When Steven Chu came to Washington in 2009 from U.C. Berkeley he had a Nobel Prize in physics, but no real experience in Washington politics.

"He had said some very honest things about climate change and energy that he had to for political reasons walk back during his confirmation hearing," said U.C Energy Institute Dr. Severin Borenstein, Ph.D.

Things like, coal is my worst nightmare, and that country needs a much high gasoline tax.

"Most energy policy people agree with that but of course politically that's just off limits," Borenstein said.

And the head of U.C. Berkeley's Energy Institute says the political pressure ramped up.

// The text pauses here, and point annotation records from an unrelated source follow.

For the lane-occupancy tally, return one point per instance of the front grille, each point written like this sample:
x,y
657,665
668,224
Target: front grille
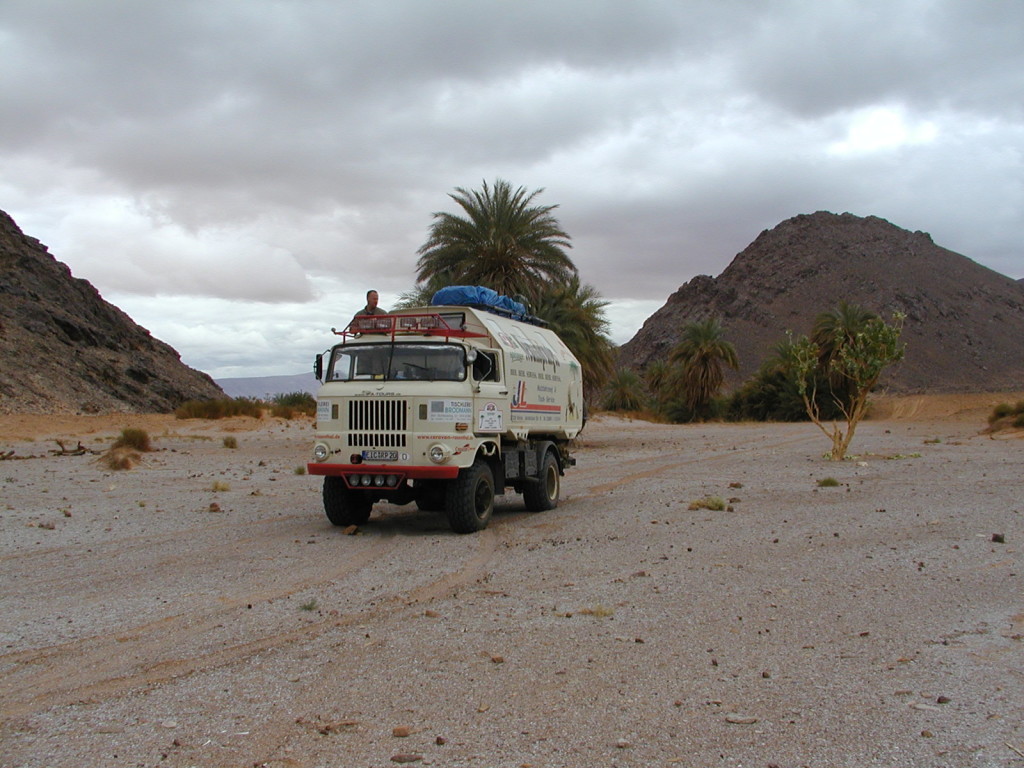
x,y
377,423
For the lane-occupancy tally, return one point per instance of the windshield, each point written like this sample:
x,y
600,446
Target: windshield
x,y
397,363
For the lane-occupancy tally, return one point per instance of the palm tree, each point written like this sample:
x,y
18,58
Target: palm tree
x,y
701,351
576,312
833,331
624,391
504,242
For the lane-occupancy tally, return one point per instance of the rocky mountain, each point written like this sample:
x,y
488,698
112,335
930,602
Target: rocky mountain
x,y
65,349
965,323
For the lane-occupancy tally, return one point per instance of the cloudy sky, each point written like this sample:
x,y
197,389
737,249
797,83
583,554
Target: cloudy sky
x,y
235,174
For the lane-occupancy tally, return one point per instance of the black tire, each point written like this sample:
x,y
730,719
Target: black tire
x,y
431,497
470,501
344,506
542,494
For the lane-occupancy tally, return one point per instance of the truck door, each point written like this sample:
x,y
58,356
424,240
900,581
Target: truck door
x,y
491,400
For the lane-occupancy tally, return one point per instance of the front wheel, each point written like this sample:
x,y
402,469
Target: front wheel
x,y
470,501
344,506
542,494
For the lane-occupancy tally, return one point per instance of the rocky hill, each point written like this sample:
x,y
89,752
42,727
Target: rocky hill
x,y
65,349
965,323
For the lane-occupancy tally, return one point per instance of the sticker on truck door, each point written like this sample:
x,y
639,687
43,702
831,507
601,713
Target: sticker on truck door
x,y
491,419
450,411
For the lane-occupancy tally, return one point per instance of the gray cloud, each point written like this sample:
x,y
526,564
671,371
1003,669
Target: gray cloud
x,y
285,156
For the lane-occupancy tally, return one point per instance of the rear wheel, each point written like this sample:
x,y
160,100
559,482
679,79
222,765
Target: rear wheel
x,y
542,494
470,500
344,506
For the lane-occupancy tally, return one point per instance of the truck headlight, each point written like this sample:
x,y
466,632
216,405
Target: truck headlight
x,y
438,454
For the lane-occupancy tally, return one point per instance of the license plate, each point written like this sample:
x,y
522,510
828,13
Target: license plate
x,y
380,456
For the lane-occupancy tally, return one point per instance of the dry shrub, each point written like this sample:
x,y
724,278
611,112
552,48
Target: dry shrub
x,y
133,438
120,458
221,409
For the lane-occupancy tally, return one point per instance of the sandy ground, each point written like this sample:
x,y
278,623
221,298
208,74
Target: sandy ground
x,y
200,610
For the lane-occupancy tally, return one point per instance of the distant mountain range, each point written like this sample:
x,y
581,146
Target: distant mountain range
x,y
965,323
265,387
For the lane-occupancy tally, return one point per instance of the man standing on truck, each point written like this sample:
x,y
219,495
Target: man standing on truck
x,y
371,307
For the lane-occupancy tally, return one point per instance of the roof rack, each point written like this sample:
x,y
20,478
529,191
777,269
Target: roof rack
x,y
427,324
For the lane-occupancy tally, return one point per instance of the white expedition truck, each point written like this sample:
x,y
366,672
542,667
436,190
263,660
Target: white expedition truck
x,y
444,406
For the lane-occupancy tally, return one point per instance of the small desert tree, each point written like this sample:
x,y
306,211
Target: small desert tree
x,y
856,364
624,391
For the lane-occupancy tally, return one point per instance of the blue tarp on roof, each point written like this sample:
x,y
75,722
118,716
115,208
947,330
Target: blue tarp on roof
x,y
478,296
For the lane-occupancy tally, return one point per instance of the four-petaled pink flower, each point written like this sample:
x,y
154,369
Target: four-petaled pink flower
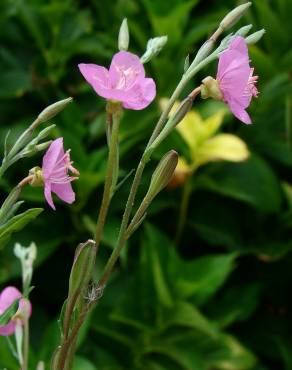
x,y
125,81
7,297
56,164
236,80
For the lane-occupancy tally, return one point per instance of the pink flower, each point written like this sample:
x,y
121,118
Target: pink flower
x,y
236,80
124,81
56,164
7,297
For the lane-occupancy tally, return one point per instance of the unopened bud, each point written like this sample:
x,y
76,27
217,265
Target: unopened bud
x,y
53,109
234,16
37,179
44,133
154,46
210,89
82,267
124,37
163,173
255,37
27,256
243,31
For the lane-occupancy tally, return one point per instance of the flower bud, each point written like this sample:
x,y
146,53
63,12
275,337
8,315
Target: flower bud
x,y
27,256
154,46
44,133
234,16
124,37
243,31
163,173
210,89
255,37
36,177
53,109
82,267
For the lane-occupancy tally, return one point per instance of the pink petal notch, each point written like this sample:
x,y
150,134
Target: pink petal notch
x,y
125,81
7,297
235,83
55,171
235,78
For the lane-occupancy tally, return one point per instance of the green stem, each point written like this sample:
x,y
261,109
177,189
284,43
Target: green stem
x,y
25,345
122,238
122,233
187,191
113,152
66,352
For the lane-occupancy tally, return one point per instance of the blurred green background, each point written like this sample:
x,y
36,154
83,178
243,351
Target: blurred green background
x,y
221,299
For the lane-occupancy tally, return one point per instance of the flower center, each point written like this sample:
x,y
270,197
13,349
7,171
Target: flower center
x,y
60,173
251,84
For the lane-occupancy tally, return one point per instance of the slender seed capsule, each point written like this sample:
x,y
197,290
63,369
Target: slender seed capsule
x,y
255,37
163,173
124,36
53,109
234,16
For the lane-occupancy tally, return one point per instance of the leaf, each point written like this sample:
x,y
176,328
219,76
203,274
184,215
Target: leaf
x,y
198,280
14,83
187,315
17,223
152,257
252,182
222,147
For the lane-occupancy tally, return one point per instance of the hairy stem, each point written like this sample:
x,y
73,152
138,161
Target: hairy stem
x,y
113,145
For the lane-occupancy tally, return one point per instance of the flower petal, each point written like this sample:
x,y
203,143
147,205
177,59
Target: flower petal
x,y
239,111
7,297
8,329
48,195
141,95
64,192
125,70
233,72
98,77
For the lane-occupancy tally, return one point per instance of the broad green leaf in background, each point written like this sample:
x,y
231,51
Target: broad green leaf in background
x,y
16,223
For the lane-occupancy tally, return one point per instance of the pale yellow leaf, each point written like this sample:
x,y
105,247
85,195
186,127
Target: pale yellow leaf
x,y
222,147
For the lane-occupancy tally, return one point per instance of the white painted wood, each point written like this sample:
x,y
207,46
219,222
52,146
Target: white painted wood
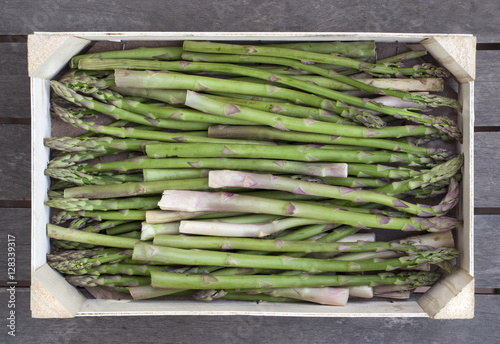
x,y
458,54
40,128
223,307
453,285
52,296
450,298
48,54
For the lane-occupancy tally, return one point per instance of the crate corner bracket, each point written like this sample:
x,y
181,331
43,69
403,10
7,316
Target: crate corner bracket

After the Solyndra scandal broke, Chu was criticized for his handling of the $528 million federal loan to the solar panel maker that went bankrupt, laying off more than a thousand workers.

"They talk about that one failure but there were many other successes," Jay Keasling said.

Keasling worked with Chu at the Lawrence Berkeley National Lab. He says Chu's legacy goes well beyond stimulus spending on alternative energy.

"I think his biggest accomplishment is emphasizing renewable energy, emphasizing the science," Keasling said.

The energy experts I spoke with at Berkeley say Chu transformed the department from an agency that had been primarily concerned with nuclear weapons and nuclear waste, to becoming an energy research organization.

"I think it's been so great having a Nobel Prize scientist run a Department of Energy just in terms of attracting scientists to this important problem." Keasling said.

Chu says he would like to return to teaching and academic research but he will stay on at energy until the president finds a replacement.